1. Enfant tu rêvais de ...
Enfant, je rêvais de faire des concerts à travers le monde. Je voyais mon papa le faire et ça me donnait drôlement envie.

2. Ton parcours en quelques mots…
Après avoir été initié à la musique en étant enfant, j'ai commencé le beatbox en 2015. J'ai ensuite appris à utiliser une loopstation et ça m'a amené à gagner les championnats suisses deux années de suite et me produire sur de jolies scènes comme au Montreux Jazz avec IAM. J'ai monté mon groupe "Koqa Beatbox" avec qui on a fait de jolis concerts aussi, puis je suis revenu au solo il y a deux ans pour me concentrer sur la loopstation et le sampling.
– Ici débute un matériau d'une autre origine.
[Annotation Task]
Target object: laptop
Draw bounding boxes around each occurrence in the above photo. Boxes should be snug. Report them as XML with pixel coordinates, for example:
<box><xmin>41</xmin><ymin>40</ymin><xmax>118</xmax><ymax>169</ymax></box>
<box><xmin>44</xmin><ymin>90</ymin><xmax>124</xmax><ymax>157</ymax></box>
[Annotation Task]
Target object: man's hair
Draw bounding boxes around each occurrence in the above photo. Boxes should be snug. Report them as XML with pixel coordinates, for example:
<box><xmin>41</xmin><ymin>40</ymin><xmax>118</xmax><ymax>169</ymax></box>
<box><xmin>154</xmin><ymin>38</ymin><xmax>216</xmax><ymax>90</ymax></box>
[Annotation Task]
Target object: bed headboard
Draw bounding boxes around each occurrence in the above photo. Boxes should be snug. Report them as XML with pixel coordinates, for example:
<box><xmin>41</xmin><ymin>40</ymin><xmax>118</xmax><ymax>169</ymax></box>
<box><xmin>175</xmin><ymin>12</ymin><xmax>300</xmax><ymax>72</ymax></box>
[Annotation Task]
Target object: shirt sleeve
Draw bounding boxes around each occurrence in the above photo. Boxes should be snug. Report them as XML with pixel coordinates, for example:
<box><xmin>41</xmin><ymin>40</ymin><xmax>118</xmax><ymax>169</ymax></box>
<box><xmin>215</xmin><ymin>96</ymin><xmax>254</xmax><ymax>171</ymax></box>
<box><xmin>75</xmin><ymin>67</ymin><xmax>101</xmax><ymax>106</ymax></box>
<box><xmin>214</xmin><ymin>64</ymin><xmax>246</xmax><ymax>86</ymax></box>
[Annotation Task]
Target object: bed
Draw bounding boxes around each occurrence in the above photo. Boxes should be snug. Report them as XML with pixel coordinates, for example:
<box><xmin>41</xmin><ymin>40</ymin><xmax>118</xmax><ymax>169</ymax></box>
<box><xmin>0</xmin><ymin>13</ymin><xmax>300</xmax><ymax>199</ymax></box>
3. Que t’apporte l’enseignement? Et pourquoi Ton sur Ton?
Etant autodidacte, j'ai un rapport particulier à la pédagogie. J'essaie d'être une "aide d'apprentissage", ou une espère de guide, plutôt que le point central de l'évolution de mes élèves. J'essaie de comprendre en quoi ce qu'on fait peut les faire évoluer humainement et je fais de mon mieux pour l'appliquer. Lorsque j'ai voulu proposer à une école de donner des cours de beatbox, Ton sur Ton a été un choix évident car je me sens proche des valeurs de l'école, d'un point de vue humain, pédagogique et musical. J'aime être dans une école qui se pose des questions sur son avenir et qui met tout en œuvre pour évoluer avec son temps sans se reposer sur des pseudo-acquis.

4. Et quand tu n’es pas à Ton sur Ton?
Quand je ne suis pas à Ton sur Ton, en général je cherche à faire des projets musicaux qui me font marrer, puis j'essaie de le montrer à des gens. D'un coup que ça les fait marrer aussi!